Unlike the Humvee, the Pentagon's vehicle of choice for U.S. troops, the others were designed specifically to withstand bigger attacks.

Yet more than two years into the war, efforts by U.S. military units to obtain large numbers of these stronger vehicles for soldiers have faltered -- even as the Pentagon's program to armor Humvees continues to be plagued by delays.

Many of the problems stem from a 40-year-old procurement system that cannot acquire new equipment quickly enough to adapt to changing demands.

The M1117, manufactured by Textron, lost its Pentagon money just before the invasion, and the manufacturer is now scrambling to fill rush orders from the military.

Force Protection, the South Carolina-based company making one of the V-shaped vehicles, the Cougar, said it had to lay off skilled welders last year as it waited for the contract to be completed.
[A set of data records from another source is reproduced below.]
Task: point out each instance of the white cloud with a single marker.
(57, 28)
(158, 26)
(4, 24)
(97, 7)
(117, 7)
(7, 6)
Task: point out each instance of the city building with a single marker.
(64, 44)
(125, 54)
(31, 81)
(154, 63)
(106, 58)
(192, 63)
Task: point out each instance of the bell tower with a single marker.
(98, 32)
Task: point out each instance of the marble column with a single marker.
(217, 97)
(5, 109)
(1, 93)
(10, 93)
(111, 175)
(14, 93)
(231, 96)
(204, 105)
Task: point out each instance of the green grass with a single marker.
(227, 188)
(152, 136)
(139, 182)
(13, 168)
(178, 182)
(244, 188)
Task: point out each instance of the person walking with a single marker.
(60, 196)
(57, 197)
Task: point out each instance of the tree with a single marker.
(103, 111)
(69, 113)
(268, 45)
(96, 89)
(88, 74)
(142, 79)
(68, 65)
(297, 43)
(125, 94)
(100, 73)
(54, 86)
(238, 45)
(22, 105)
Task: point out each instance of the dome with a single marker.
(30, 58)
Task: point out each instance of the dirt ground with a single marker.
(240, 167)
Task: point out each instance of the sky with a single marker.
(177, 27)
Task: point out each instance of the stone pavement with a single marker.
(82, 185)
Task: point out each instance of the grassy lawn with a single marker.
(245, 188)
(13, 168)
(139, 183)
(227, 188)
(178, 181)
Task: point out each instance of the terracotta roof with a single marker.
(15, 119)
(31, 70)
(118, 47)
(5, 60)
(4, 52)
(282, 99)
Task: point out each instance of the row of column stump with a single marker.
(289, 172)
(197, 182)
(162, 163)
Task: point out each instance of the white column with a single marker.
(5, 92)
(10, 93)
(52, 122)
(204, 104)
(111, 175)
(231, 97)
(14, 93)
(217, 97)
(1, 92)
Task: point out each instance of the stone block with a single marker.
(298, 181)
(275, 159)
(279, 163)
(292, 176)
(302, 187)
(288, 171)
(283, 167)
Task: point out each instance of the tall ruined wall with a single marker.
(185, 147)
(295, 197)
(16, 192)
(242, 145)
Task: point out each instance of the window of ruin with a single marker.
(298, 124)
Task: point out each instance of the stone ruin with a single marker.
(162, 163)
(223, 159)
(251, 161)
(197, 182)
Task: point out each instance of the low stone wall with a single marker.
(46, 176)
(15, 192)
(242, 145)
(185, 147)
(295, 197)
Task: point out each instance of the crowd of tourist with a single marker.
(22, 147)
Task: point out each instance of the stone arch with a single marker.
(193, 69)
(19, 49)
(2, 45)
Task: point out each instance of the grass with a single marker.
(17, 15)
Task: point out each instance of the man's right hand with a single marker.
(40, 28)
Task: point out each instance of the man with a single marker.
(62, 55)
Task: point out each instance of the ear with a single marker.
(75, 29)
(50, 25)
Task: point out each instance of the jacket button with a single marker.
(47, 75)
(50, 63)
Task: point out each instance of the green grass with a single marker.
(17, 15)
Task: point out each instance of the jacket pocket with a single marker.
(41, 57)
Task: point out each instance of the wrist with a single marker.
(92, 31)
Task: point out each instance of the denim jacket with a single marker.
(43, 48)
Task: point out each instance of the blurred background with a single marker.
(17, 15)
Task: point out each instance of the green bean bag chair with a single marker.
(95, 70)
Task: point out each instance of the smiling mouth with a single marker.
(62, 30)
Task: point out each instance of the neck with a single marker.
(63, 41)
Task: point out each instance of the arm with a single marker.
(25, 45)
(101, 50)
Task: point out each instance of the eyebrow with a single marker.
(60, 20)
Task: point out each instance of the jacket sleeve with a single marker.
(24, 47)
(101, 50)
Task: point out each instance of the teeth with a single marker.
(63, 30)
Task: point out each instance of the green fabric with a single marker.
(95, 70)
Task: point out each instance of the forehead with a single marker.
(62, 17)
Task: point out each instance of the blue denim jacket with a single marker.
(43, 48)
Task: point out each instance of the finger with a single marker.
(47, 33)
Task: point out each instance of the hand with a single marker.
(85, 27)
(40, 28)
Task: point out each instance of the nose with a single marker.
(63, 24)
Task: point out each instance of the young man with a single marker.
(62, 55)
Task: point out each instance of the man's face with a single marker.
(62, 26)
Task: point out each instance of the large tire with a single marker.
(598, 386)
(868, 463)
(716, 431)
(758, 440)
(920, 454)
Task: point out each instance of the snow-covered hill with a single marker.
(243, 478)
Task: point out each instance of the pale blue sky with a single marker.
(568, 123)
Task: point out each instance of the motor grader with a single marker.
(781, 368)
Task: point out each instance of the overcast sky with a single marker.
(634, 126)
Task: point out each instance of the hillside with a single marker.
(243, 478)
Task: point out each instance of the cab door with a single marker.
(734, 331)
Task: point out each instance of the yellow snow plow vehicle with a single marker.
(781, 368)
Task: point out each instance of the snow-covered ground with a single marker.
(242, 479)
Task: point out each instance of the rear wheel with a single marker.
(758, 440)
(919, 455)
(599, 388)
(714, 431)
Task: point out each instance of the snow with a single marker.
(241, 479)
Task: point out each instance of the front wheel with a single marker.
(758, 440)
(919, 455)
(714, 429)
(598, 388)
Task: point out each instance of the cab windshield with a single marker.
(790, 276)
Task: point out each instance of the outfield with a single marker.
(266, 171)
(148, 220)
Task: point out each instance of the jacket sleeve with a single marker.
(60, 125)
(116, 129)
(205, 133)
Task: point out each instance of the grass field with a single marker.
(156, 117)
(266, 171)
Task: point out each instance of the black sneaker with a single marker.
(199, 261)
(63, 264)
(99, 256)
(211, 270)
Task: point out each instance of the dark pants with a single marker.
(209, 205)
Even then it was paid only enough to fill half the order.

Labock Technologies, which makes the Rhino Runner, could not get through the Army's testing regime because the company declined to have one of its $250,000 vehicles blown up. The company said it provided the Army with testing data that demonstrate the Rhino's viability and is using Rumsfeld's visit in its contract pitches to the Pentagon.

The Army's vehicle-program manager urged the Pentagon in 1996 to move beyond the Humvee, saying it was built for the Cold War. Its flat-bottomed chassis is 25 years old and was never intended for combat, and the added armor protects only the front end from the heftier insurgent bombs.

As the procurement system stumbled and the Defense Department resisted allocating money for more expensive vehicles, the military ended up largely dependent on the Humvee -- the majority of which did not yet have any armor.

The Pentagon has said that no vehicle leaves camp without armor. But about half of the Army's 20,000 Humvees have improvised shielding that typically leaves the underside unprotected, while only one in six Humvees used by the Marines is armored at the highest level of protection.

The Pentagon has created a task force charged with revamping its fleet of light vehicles. Some say these efforts will suffer if the Pentagon also does not overhaul its underlying procurement system.